Real estate overview

Why are Life Sciences properties thriving?

Life sciences real estate is concentrated in a relatively small number of market clusters, typically centered around the universities and research hospitals that receive funding from the National Institutes for Health (NIH). It is crucial for life sciences organizations to locate near these institutions for a few reasons.​ Some of them originate from ventures within these institutions, relying on a tight network of medical and research professionals.​ The nature of life sciences work demands proximity to these same professionals, as well as other parties such as physicians, clinical trial participants, and suppliers (which often now includes technology companies). With such a concentration of skillsets and ever-present competition for talent, life sciences companies frequently cannibalize each other.​ Thus, the industry is concentrated in a small number of established geographic clusters—but new ones are also emerging in places where new talent is graduating.​

Trend: Constrained supply makes conversions attractive

The clustering effect, along with the physical building characteristics required for lab and manufacturing space, combine to produce a constrained supply environment.

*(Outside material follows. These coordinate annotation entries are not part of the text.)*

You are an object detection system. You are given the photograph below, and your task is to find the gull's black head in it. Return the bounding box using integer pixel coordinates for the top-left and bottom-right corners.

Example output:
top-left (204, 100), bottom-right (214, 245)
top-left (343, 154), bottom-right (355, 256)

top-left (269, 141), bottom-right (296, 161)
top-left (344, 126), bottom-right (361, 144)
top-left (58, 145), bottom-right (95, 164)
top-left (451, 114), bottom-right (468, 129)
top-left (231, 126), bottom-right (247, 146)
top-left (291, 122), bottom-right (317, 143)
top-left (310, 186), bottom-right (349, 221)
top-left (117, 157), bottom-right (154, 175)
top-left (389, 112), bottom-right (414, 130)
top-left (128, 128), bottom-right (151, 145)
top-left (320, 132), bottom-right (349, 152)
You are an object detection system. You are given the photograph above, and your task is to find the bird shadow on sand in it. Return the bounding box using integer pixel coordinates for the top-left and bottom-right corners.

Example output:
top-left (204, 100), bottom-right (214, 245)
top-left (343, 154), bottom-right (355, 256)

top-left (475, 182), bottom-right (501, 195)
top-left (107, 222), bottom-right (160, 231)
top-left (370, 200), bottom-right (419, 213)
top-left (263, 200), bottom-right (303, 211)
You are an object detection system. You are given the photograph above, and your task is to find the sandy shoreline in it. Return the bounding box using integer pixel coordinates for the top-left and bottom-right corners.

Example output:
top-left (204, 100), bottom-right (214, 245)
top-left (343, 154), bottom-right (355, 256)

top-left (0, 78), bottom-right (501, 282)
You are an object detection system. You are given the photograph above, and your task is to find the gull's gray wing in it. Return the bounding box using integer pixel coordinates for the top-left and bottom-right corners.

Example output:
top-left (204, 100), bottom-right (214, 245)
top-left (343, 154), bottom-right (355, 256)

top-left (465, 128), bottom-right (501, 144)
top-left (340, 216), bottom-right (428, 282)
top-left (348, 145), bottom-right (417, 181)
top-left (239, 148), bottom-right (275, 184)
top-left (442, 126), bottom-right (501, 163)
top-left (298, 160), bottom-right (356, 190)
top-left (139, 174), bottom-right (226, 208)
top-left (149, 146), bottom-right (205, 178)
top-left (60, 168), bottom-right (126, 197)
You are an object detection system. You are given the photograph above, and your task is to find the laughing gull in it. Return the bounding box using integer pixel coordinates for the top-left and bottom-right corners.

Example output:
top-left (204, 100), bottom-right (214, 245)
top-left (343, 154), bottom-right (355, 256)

With demand burgeoning and suitable developable tracts scarce, office-to-lab conversions are surging in markets like Boston despite the costs and operational challenges involved.

Life sciences offer several attractive real estate best practices​

1

Net leases​

Unique requirements for utility consumption makes NNN leases the industry standard, simplifying asset management prospects.

2

Tenant-funded TIs​

Life sciences occupiers often have extremely specific buildout requirements that can cost upwards of $200 per square foot; however, they are typically well-funded and willing to share the cost to execute them.​

3

”Sticky” tenants​

The degree of cost and customization involved in suiting life sciences tenants makes some of them reluctant to relocate at the end of a lease; on the other hand, small companies that have grown will often move on, leaving their former spaces available to the many organizations at earlier growth stages.